Essentially, all of the summarized information above came from an utterly brilliant, articulate, and vastly more comprehensive article written by Sonja van Renssen, on August 27, 2020, in Nature Climate Change. A PDF of the entire article is here.
People have used biomass energy — energy from living things — since the earliest “cave men” first made wood fires for cooking or keeping warm. The most common biomass materials are plants, such as corn and soy. Biomass is an organic renewable energy source that includes materials such as agriculture and forest residues, energy crops, and algae. Used to fuel electric generators and other machinery.
It can also, unlike other renewable energy sources, be converted directly into liquid fuels, called “biofuels,” to help meet transportation fuel needs. Scientists and engineers at the U.S. Department of Energy, and its national laboratories, are finding new, more efficient ways to convert biomass into biofuels that can take the place of conventional fuels like gasoline, diesel, and jet fuel.
Examples of biofuels include ethanol (often made from corn in the United States and sugarcane in Brazil), biodiesel (from vegetable oils and liquid animal fats), green diesel (derived from algae and other plant sources), and biogas (methane derived from animal manure and other digested organic material).
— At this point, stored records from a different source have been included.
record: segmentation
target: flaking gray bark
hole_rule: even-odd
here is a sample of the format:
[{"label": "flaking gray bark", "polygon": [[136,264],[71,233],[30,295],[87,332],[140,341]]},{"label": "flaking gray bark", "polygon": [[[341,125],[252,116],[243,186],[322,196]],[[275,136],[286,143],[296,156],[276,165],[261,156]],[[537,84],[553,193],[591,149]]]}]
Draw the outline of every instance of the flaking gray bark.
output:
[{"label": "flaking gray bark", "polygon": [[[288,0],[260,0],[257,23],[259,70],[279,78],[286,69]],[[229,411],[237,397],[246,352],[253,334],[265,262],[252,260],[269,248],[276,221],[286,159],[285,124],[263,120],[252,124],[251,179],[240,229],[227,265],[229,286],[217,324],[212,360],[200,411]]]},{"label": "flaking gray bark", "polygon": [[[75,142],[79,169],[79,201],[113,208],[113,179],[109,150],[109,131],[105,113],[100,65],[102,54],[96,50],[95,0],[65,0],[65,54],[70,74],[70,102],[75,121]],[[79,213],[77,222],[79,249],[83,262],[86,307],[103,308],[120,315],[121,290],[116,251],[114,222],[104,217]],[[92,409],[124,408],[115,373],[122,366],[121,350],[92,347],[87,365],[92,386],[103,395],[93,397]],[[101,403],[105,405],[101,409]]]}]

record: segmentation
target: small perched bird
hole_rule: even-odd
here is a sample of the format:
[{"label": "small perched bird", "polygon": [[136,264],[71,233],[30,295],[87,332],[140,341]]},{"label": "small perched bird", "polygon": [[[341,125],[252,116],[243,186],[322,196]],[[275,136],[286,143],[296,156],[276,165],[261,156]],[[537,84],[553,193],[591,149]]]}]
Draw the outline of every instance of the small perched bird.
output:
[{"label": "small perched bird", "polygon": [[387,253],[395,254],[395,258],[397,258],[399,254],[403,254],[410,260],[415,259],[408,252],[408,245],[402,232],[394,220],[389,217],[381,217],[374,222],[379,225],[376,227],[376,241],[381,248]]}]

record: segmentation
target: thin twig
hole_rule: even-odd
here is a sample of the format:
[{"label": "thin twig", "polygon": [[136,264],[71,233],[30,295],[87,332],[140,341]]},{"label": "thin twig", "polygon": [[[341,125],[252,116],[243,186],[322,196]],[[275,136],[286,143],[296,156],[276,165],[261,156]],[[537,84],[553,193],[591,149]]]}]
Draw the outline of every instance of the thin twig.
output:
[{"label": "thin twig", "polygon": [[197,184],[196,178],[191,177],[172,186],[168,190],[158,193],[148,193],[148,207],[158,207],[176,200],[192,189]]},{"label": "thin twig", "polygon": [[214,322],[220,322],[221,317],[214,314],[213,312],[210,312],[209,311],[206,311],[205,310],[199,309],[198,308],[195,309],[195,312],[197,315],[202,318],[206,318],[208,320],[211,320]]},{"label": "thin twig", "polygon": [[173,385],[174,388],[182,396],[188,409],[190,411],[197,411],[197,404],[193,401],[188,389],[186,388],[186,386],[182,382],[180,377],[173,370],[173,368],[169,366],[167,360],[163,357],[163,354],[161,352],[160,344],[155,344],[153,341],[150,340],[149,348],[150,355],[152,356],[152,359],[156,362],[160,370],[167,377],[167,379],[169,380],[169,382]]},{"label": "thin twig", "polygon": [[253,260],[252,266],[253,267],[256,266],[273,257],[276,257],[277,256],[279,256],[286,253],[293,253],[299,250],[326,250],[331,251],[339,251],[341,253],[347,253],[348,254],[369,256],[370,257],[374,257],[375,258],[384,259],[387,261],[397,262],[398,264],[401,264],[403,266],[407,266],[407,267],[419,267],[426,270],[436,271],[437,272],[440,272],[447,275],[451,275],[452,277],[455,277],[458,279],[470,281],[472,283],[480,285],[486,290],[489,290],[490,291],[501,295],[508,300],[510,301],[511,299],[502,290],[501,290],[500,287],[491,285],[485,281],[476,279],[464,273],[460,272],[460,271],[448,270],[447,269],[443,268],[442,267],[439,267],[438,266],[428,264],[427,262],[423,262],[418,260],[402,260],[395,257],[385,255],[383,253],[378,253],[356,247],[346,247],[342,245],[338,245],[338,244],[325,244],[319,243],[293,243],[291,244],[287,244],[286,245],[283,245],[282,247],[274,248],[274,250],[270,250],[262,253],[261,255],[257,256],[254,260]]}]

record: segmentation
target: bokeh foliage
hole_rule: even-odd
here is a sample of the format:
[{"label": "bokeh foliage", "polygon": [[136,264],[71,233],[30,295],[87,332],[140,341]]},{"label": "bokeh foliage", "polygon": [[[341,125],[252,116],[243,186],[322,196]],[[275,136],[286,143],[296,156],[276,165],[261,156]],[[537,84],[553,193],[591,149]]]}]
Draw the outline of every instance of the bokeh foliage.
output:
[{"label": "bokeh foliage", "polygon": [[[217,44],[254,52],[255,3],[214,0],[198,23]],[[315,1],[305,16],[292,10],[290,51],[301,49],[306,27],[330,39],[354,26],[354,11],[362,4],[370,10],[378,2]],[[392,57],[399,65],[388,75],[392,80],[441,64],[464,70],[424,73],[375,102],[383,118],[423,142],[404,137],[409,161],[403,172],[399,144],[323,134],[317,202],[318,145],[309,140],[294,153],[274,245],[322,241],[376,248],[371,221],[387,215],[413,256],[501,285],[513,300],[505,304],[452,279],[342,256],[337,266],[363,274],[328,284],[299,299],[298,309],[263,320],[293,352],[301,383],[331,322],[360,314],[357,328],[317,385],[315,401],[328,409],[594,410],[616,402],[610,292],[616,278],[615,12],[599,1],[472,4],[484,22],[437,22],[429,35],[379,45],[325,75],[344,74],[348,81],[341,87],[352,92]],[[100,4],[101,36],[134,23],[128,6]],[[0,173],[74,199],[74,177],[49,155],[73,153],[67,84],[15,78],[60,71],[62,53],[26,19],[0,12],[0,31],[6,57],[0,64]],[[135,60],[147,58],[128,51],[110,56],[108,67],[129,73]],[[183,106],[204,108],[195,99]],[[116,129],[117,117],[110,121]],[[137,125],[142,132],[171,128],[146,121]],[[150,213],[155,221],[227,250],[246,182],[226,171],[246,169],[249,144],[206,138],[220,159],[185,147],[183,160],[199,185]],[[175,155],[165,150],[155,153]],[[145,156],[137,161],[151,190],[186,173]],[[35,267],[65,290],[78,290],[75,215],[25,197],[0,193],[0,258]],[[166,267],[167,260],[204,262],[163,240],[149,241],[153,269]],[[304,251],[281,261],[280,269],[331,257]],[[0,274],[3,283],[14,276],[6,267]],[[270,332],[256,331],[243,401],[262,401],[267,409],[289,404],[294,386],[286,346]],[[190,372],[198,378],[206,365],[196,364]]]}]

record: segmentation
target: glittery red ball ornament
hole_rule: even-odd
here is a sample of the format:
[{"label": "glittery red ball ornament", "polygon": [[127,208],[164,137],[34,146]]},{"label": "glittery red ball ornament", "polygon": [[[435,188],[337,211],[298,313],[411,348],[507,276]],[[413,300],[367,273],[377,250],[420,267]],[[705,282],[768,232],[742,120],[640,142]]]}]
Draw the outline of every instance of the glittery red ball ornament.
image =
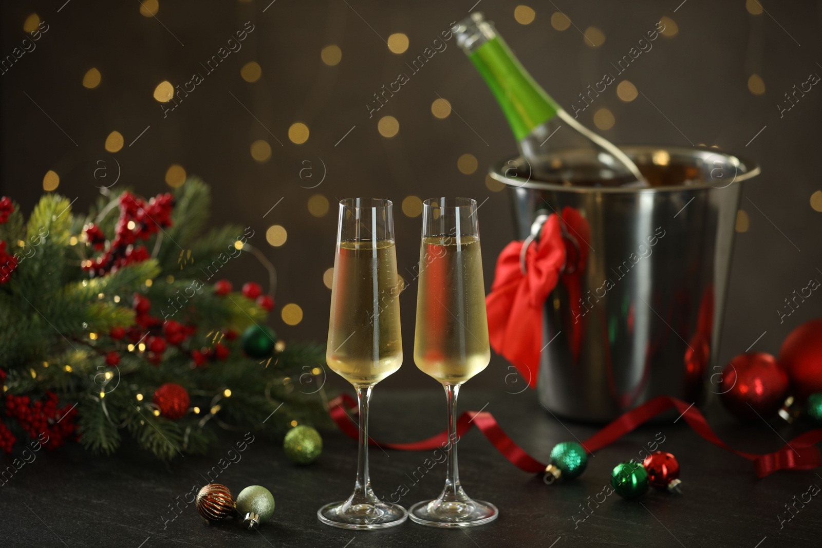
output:
[{"label": "glittery red ball ornament", "polygon": [[822,392],[822,318],[791,331],[779,350],[779,365],[787,372],[793,397],[804,401]]},{"label": "glittery red ball ornament", "polygon": [[256,282],[246,282],[242,284],[242,294],[252,301],[260,297],[262,293],[262,288]]},{"label": "glittery red ball ornament", "polygon": [[178,419],[188,411],[188,393],[174,383],[166,383],[155,391],[153,401],[159,408],[159,414],[170,419]]},{"label": "glittery red ball ornament", "polygon": [[673,490],[679,481],[679,463],[670,453],[654,451],[642,461],[648,472],[648,481],[654,487]]},{"label": "glittery red ball ornament", "polygon": [[727,390],[720,394],[722,403],[732,415],[746,421],[768,419],[785,399],[787,375],[770,354],[747,352],[725,366],[720,385]]}]

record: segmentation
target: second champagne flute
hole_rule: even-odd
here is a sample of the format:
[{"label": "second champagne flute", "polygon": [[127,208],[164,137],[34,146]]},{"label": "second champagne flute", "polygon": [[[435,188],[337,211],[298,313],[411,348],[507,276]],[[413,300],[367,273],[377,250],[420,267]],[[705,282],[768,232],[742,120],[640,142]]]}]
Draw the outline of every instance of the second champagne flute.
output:
[{"label": "second champagne flute", "polygon": [[381,529],[408,518],[402,506],[380,500],[368,478],[371,390],[403,362],[393,215],[387,200],[339,202],[326,361],[357,390],[359,457],[353,493],[316,514],[323,523],[345,529]]},{"label": "second champagne flute", "polygon": [[459,387],[491,361],[477,202],[470,198],[425,200],[419,256],[413,361],[446,389],[448,468],[440,496],[417,503],[409,514],[432,527],[487,523],[499,511],[465,494],[459,484],[456,445]]}]

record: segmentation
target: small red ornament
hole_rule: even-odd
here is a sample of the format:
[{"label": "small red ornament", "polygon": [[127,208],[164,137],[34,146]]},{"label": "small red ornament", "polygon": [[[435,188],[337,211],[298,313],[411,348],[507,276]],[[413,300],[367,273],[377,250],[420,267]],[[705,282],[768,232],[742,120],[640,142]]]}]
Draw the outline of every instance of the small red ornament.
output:
[{"label": "small red ornament", "polygon": [[268,295],[261,295],[257,297],[257,306],[266,312],[270,312],[274,308],[274,299]]},{"label": "small red ornament", "polygon": [[231,292],[231,282],[227,279],[219,279],[214,283],[214,292],[220,297],[225,297]]},{"label": "small red ornament", "polygon": [[747,352],[737,356],[722,372],[722,403],[732,415],[741,420],[769,419],[773,417],[787,393],[787,375],[765,352]]},{"label": "small red ornament", "polygon": [[791,395],[798,400],[822,392],[822,318],[802,324],[785,338],[779,365],[787,372]]},{"label": "small red ornament", "polygon": [[246,282],[242,284],[242,294],[252,301],[260,297],[261,292],[262,288],[256,282]]},{"label": "small red ornament", "polygon": [[166,383],[155,391],[155,404],[159,414],[166,418],[177,420],[188,412],[188,393],[186,389],[174,383]]},{"label": "small red ornament", "polygon": [[679,463],[670,453],[654,451],[642,461],[648,472],[648,481],[654,487],[679,490]]}]

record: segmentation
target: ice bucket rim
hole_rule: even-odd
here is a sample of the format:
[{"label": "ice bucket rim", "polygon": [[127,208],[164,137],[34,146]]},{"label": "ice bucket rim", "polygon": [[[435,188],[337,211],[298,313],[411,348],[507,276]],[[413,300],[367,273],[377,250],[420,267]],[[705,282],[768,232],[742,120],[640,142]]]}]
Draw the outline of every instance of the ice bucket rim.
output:
[{"label": "ice bucket rim", "polygon": [[665,146],[658,145],[621,145],[621,149],[631,159],[641,154],[653,154],[657,151],[664,151],[671,158],[700,159],[703,162],[710,158],[718,157],[735,168],[735,175],[731,182],[726,181],[705,182],[690,185],[677,185],[675,187],[652,187],[648,188],[635,188],[630,187],[566,187],[541,181],[531,181],[529,178],[520,176],[508,176],[512,168],[518,168],[526,162],[522,156],[514,156],[488,168],[488,174],[496,181],[514,188],[533,188],[537,190],[561,191],[563,192],[606,193],[606,194],[636,194],[638,192],[677,192],[681,191],[695,191],[710,188],[724,188],[731,184],[747,181],[761,173],[760,165],[746,158],[731,154],[717,149],[689,146]]}]

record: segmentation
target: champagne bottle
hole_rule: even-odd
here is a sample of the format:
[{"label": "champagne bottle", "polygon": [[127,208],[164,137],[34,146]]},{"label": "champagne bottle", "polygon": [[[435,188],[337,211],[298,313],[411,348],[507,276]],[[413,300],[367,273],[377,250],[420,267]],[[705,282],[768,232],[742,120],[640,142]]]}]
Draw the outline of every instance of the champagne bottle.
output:
[{"label": "champagne bottle", "polygon": [[562,109],[523,67],[480,12],[457,25],[457,44],[502,108],[524,169],[533,179],[566,186],[646,186],[627,155]]}]

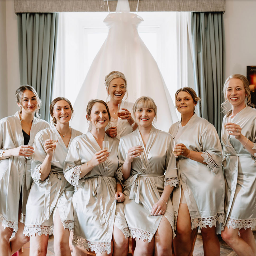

Unfortunately, trees are also being burned. About 20% of the energy the EU counts and subsidies as “renewable” comes from logging and burning forest wood. This increases carbon pollution, destroys forest ecosystems, and adds to air pollution. Burning forest biomass isn’t carbon neutral or even “low carbon” as the idea of “renewable” implies. Leading scientists recognize that regrowing forests to offset CO2 from burning wood takes decades to centuries. Not to mention that per unit of energy, biomass results in higher emissions than coal.